Não mais. O Futuro, tão anunciado na segunda metade do século passado,
parece que finalmente chegou. Presente e imprescindível, ainda que
mal-distribuído, ele parece mágica. As inovações cotidianas, de Skype em
celulares a chocolates belgas em pleno sertão, são tão rápidas que
atordoam. Muitos cultuam Bill Gates, Steve Jobs ou Jeff Bezos,
acreditando que a mudança seja invenção deles. Bobagem. Ninguém inventou
a confusão, todos são cúmplices.
Alfabetizados à base de Aplicativos, Bluetooth e Compartilhamento
Digital, as crianças que nasceram depois de 2005 são a maior evidência
dessa transformação. Bem diferentes de seus pais e irmãos mais velhos,
são incapazes de imaginar o mundo desconectado e têm dificuldade em
diferenciar Deus do Google. Acima de tudo, não entendem o apego de seus
pais a títulos, atitudes, relacionamentos, empregos, instituições e
hierarquias que, para eles, não fazem o menor sentido.
No mundo que vem por aí não há lugar para absolutos. Tudo se torna cada
vez mais relativo, medido por comparações. A ordem foi substituída por
um Caos administrado, cheio de variáveis como um videogame. Originais
foram trocados por pastiches, o coletivo perdeu importância para o
personalizado, a contenção deu lugar ao hedonismo e o comportamento
passivo e coletivo parece ter sido substituído por uma postura ativa,
egocêntrica, insolente. O mundo offline está cada vez mais parecido com
seu equivalente online. A vida continua a imitar a arte.
Sem alarde, a sociedade estática se tornou dinâmica, sujeitando
praticamente todas as regras à experimentação. Não existe mais coisa de
homem, de mulher, de criança ou de velho. A sexualidade se tornou apenas
uma dentre as várias manifestações de uma identidade maleável, que se
adapta a cada ocasião. As antigas correntes de pensamento foram
combinadas em um ecletismo transmídia, em que hipsters meio intelectuais
fazem Yoga em sessões de Pilates, assistem a Missa do Galo, se vestem
de branco e atiram flores para Iemanjá.
Não há mais espaço para rótulos ou categorias. Blogs, Twitter, Facebook,
YouTube e tantos outros não são revoluções: são a válvula de escape
daqueles que, pela primeira vez, passaram a ter voz e influência. A
Primavera Árabe e a ocupação de Wall Street mostram que há interesse em
participação política, mas não da velha forma. Hoje que Direita e
Esquerda fazem parte de um Centrão insosso e desinteressante, a
manifestação social mudou de forma.
A Internet e o Celular aceleraram a transformação, ao eliminarem a
crença no "amanhã" e colocarem todos em um presente contínuo, hermético,
controlado por processos cada vez mais complicados, em que tudo parece
mais próximo e transparente. Marshall McLuhan chamaria esse mundo
pequeno de Aldeia Global, mas vilarejos são ambientes restritos e
limitados, não há aldeia que comporte tantas tribos. Em comunidades
fechadas todos queriam pertencer, hoje a regra é se diferenciar. Não há
mais tempo para rituais e históricos, a identidade passou a ser externa e
baseada em símbolos que mudam rápido. As credenciais são medidas pela
informação consumida e exibida em atualizações em mídias sociais.

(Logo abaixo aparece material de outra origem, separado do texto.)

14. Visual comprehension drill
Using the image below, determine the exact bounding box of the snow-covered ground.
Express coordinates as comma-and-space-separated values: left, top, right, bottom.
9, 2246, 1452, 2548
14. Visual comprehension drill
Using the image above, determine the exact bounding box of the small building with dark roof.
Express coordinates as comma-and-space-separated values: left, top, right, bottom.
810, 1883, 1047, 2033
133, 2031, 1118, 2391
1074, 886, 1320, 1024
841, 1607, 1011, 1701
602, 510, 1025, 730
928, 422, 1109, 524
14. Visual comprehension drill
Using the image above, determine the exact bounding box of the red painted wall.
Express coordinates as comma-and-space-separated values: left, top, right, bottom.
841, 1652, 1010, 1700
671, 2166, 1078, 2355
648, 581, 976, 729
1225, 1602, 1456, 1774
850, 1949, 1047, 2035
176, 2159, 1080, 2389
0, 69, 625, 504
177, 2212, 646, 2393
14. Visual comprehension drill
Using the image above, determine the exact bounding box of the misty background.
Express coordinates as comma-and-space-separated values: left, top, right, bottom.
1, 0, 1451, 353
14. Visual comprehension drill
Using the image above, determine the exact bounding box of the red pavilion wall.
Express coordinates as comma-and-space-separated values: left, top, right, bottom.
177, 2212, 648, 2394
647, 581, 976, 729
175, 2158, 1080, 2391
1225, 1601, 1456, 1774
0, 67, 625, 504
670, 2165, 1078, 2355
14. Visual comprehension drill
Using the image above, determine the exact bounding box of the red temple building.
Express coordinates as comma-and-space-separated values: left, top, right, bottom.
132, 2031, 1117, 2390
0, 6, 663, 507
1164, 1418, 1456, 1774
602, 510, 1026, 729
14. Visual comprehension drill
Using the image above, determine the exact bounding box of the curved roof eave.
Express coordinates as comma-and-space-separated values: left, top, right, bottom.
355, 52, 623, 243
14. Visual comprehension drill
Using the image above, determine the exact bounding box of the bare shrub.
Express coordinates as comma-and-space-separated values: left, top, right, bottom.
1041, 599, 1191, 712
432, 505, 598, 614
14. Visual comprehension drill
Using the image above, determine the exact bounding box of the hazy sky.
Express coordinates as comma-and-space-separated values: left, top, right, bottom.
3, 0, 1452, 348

A mudança é grande e o trabalho para compreendê-la é exaustivo. Como nem
todos estão dispostos a esse aprendizado, muitos criam rótulos. Chamam a
nova conjuntura de pós-modernidade, de web 2.0, de sociedade do
espetáculo, de realidade líquida. Nenhum desses rótulos consegue
explicá-la a contento.
Vivemos hoje uma espécie de adolescência, fase turbulenta e necessária,
característica de uma mudança de fase. Como a puberdade, não adianta
criticá-la, ignorá-la ou classificá-la. É preciso assimilar suas
mudanças para reconfigurar a forma de se comportar perante o mundo. Caso
contrário a angústia, o estresse e o consumo só aumentarão. E as
respostas não virão.
Feliz ano novo. Na beira do abismo que chamamos de Futuro, nada mais
será como antes. O homem dos próximos séculos será, provavelmente, bem
parecido conosco. Mas falará uma língua intraduzível. Para compreendê-lo
é preciso entender a adolescência das interações. E aproveitar o máximo
dessa fase para se preparar para o que virá pela frente.